Die neuen Beobachtungen sind die ersten ihrer Art. Bisher war nichts über die Auswirkungen solch unwirtlichen Umgebungen auf die inneren Regionen von Scheiben bekannt, in denen sich vermutlich terrestrische Planeten wie die Erde oder Mars bilden. Bisherige Detailbeobachtungen von protoplanetaren Scheiben waren auf uns vergleichsweise nahe Sternentstehungsgebiete beschränkt, in denen diese einfacher zu beobachten sind aber wo es  keine massereichen Sterne gibt. Massereiche Sternentstehungsgebiete sind etwas ganz Anderes: Dort bilden sich zahlreiche Sterne in etwa zeitgleich, darunter auch einige der seltenen, aber extrem leuchtstarken, sehr massereichen Sterne. Während des „goldenen Zeitalters“ der Sternentstehung vor rund 10 Milliarden Jahren, entstanden die meisten Sterne in solchen Haufen. Insgesamt wurden mehr als die Hälfte aller Sterne in unserem Universum – einschließlich unserer eigenen Sonne – in massereichen Sternentstehungsgebieten geboren, zusammen mit ihren Planeten. Im heutigen Universum sind massereiche Sternentstehungsgebiete vergleichsweise selten, und selbst die uns nächstgelegenen sind weit von uns entfernt.

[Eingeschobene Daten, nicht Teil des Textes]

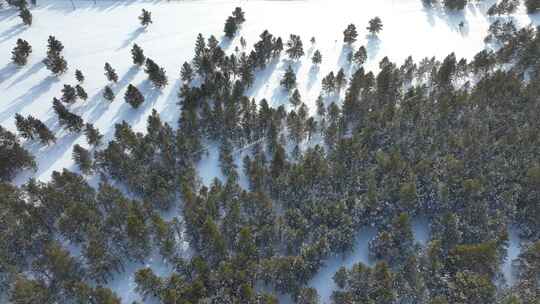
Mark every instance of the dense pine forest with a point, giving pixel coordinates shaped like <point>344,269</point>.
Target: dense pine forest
<point>452,140</point>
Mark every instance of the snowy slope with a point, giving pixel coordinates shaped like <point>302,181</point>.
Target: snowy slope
<point>104,32</point>
<point>95,33</point>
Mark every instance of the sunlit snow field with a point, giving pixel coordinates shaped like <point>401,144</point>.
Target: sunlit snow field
<point>95,33</point>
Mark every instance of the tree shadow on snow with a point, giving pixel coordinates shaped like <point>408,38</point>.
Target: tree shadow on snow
<point>47,156</point>
<point>170,112</point>
<point>342,60</point>
<point>313,75</point>
<point>128,77</point>
<point>262,78</point>
<point>8,71</point>
<point>8,14</point>
<point>373,46</point>
<point>32,70</point>
<point>133,116</point>
<point>27,98</point>
<point>453,18</point>
<point>226,42</point>
<point>132,37</point>
<point>12,32</point>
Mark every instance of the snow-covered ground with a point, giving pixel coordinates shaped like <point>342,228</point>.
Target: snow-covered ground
<point>324,282</point>
<point>104,31</point>
<point>95,33</point>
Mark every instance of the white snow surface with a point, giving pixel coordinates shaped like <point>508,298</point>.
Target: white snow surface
<point>104,31</point>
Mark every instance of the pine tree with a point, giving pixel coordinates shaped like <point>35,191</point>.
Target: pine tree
<point>137,55</point>
<point>25,15</point>
<point>329,83</point>
<point>156,74</point>
<point>375,26</point>
<point>532,6</point>
<point>70,121</point>
<point>317,57</point>
<point>54,45</point>
<point>69,94</point>
<point>360,56</point>
<point>81,93</point>
<point>295,98</point>
<point>289,79</point>
<point>108,93</point>
<point>45,135</point>
<point>13,157</point>
<point>24,126</point>
<point>21,52</point>
<point>295,48</point>
<point>230,27</point>
<point>238,16</point>
<point>350,34</point>
<point>82,158</point>
<point>341,79</point>
<point>148,284</point>
<point>79,76</point>
<point>133,96</point>
<point>93,137</point>
<point>455,4</point>
<point>54,61</point>
<point>145,18</point>
<point>186,72</point>
<point>110,73</point>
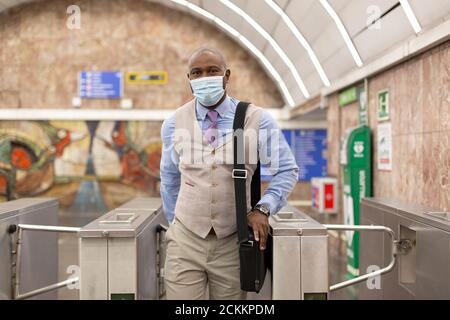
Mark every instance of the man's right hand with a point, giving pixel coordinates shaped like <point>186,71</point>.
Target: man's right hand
<point>260,225</point>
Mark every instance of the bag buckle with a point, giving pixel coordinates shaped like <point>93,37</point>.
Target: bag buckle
<point>239,174</point>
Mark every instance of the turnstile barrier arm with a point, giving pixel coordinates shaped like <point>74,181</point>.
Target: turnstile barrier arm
<point>394,252</point>
<point>16,274</point>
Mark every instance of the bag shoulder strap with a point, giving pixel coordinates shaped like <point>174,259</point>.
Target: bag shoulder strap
<point>240,174</point>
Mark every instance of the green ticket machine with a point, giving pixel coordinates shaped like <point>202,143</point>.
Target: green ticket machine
<point>356,162</point>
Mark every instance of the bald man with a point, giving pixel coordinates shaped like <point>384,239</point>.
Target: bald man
<point>197,187</point>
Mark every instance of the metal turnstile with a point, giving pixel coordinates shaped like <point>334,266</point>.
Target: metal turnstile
<point>300,256</point>
<point>423,269</point>
<point>28,260</point>
<point>121,253</point>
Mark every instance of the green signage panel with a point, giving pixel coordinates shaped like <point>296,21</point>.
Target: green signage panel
<point>383,105</point>
<point>363,112</point>
<point>356,161</point>
<point>348,96</point>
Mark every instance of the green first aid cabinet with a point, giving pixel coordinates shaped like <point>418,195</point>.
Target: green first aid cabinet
<point>356,162</point>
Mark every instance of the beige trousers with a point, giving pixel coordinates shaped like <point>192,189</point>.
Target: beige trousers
<point>194,265</point>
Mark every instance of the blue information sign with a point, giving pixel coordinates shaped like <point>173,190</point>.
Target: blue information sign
<point>100,85</point>
<point>309,148</point>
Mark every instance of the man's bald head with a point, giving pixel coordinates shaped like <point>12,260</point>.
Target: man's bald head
<point>207,54</point>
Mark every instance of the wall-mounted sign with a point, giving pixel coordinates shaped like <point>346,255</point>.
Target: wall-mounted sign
<point>147,77</point>
<point>348,96</point>
<point>384,143</point>
<point>363,112</point>
<point>309,148</point>
<point>100,85</point>
<point>383,105</point>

Massereiche Sterne sind zwangsläufig sehr hell und strahlen große Mengen hochenergetischer UV-Strahlung ab. Es war eine offene Frage, ob diese intensive Strahlung die Bildung von Planeten wie der Erde um sonnenähnliche Sterne und dessen Atmosphäre stören oder sogar weitgehend verhindern würde. Wäre dies der Fall, dann wäre es zwar nicht unmöglich, aber sehr selten, dass in solchen massereichen Sternhaufen erdähnliche Planeten entstehen würden. Eine Reihe von Überlegungen wiesen genau in diese Richtung: Zum Beispiel treibt die UV-Strahlung der massereichen Sterne das Gas in den äußeren Scheibenbereichen auseinander. Das wiederum hemmt das Wachstum von Staubteilchen und ihren Weg in die inneren Scheibenbereiche. Solche Staubteilchen sind nun aber wichtige Bausteine erdähnlicher Planeten.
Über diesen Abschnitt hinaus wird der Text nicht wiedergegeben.